A maneira mais pura de intervenção elétrica é a eletroconvulsoterapia, ou ECT, que consiste em enviar estímulos elétricos cerebrais para gerar uma convulsão, oferecendo alívio temporário a algumas pessoas com depressão grave.
Os médicos vêm usando a ECT há quase um século, embora continue sendo um tratamento controverso para muitos pacientes. De forma metafórica, a ECT seria como interromper a apresentação da orquestra e mandar para casa os músicos, do oboé aos tímpanos, para que descansem até o dia seguinte, quando deverão retornar renovados.
Uma forma mais dirigida de terapia elétrica, chamada estimulação cerebral profunda, ou ECP, tem sido usada para lidar com condições como a doença de Parkinson e a epilepsia. Na ECP, um eletrodo é inserido em uma área específica do cérebro que esteja causando problema; ao estimulá-la, ele paradoxalmente suspende a atividade naquela região determinada.

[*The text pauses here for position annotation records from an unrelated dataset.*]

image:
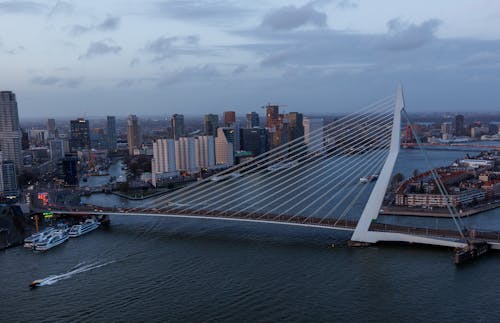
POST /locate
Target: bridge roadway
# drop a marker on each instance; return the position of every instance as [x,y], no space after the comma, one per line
[492,237]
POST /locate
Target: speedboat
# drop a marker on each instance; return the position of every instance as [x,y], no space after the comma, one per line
[39,282]
[54,239]
[368,179]
[87,226]
[36,283]
[30,241]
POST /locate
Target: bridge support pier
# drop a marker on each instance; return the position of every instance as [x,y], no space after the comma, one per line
[358,244]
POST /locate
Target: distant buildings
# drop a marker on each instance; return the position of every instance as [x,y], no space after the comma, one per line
[177,124]
[134,137]
[163,156]
[229,118]
[79,135]
[8,178]
[10,132]
[210,124]
[253,120]
[224,146]
[51,128]
[253,140]
[205,152]
[69,170]
[459,126]
[313,134]
[111,132]
[185,155]
[56,147]
[163,164]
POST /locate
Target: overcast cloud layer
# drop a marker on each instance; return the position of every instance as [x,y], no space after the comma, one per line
[73,58]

Se uma área particularmente forte está desafinada, "pode afetar todo o sistema, fazendo com que a orquestra soe estranha", explicou a médica Helen Mayberg, diretora do Centro de Terapias Avançadas de Circuito da escola médica do Hospital Mount Sinai. Ela é responsável por desenvolver estratégias de ECP para depressão severa.

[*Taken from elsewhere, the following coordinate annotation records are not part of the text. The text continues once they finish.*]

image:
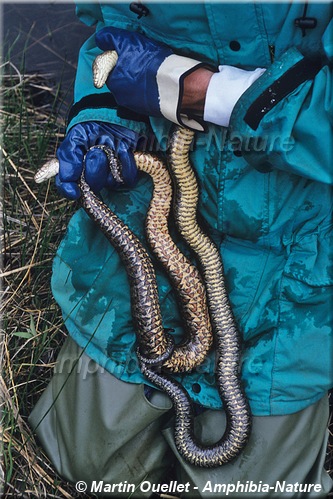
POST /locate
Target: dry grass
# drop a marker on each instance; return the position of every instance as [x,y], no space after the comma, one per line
[34,220]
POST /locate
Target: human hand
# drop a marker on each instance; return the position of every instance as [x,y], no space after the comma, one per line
[85,145]
[148,77]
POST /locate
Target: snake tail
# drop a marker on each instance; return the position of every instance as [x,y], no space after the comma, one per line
[185,277]
[226,334]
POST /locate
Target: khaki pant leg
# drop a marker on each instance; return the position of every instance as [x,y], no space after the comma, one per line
[288,448]
[96,427]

"Você pode pensar nisso como demitir todo mundo de uma mesma seção" – mandando todos os percussionistas para casa permanentemente, ilustrou Mayberg. "A precisão é absolutamente imprescindível."
Os estudos mais recentes sobre estímulo cerebral empregam uma técnica diferente tanto da ECT quanto da ECP, mas que também pode ser entendida por meio da metáfora da orquestra. Em um deles, cientistas da Universidade de Boston descobriram que poderiam melhorar a memória funcional de adultos mais velhos otimizando a chamada "associação" rítmica entre as áreas do córtex frontal e temporal do cérebro humano.
No cérebro, as atividades de regiões distantes são coordenadas por meio de ondas de baixa frequência teta. Os pesquisadores usaram estímulos elétricos, enviados por um capacete, para amplificar essas ondas, deixando as duas regiões cerebrais mais coordenadas e, em adultos mais velhos, melhorando também a memória útil.
"Acreditamos que, essencialmente, estamos sincronizando essas duas áreas separadas", informou Robert M. G. Reinhart, neurocientista da Universidade de Boston e um dos autores do mencionado estudo. De fato, os estímulos funcionam como um regente de orquestra, que escuta, sintetiza e dá o direcionamento.
Em outra análise recente, uma equipe de cientistas do cérebro descobriu ser capaz de reduzir ou reverter os sintomas de fadiga, baixa concentração e confusão mental em uma mulher vítima de dano cerebral severo em decorrência de um acidente de carro 18 anos antes.
A estratégia foi aplicar uma corrente contínua, durante as horas de vigília, por meio de dois eletrodos implantados em cada lado do tálamo, localizado na região profunda do cérebro e normalmente descrito como um centro de transmissão fundamental do órgão. Metaforicamente, eles aumentaram o volume – ou, quem sabe, fizeram com que o maestro batesse fortemente as mãos e olhasse com severidade para os músicos.
Claro, uma metáfora é apenas uma metáfora e somente um passo na direção de decodificar o mistério mais íntimo da consciência. Mas, em tempos de ofensiva tecnológica, de terapias cada vez mais de ponta e de queixas em menor e maior grau, é melhor ter em mente alguma ideia de como o cérebro funciona do que ficar no escuro.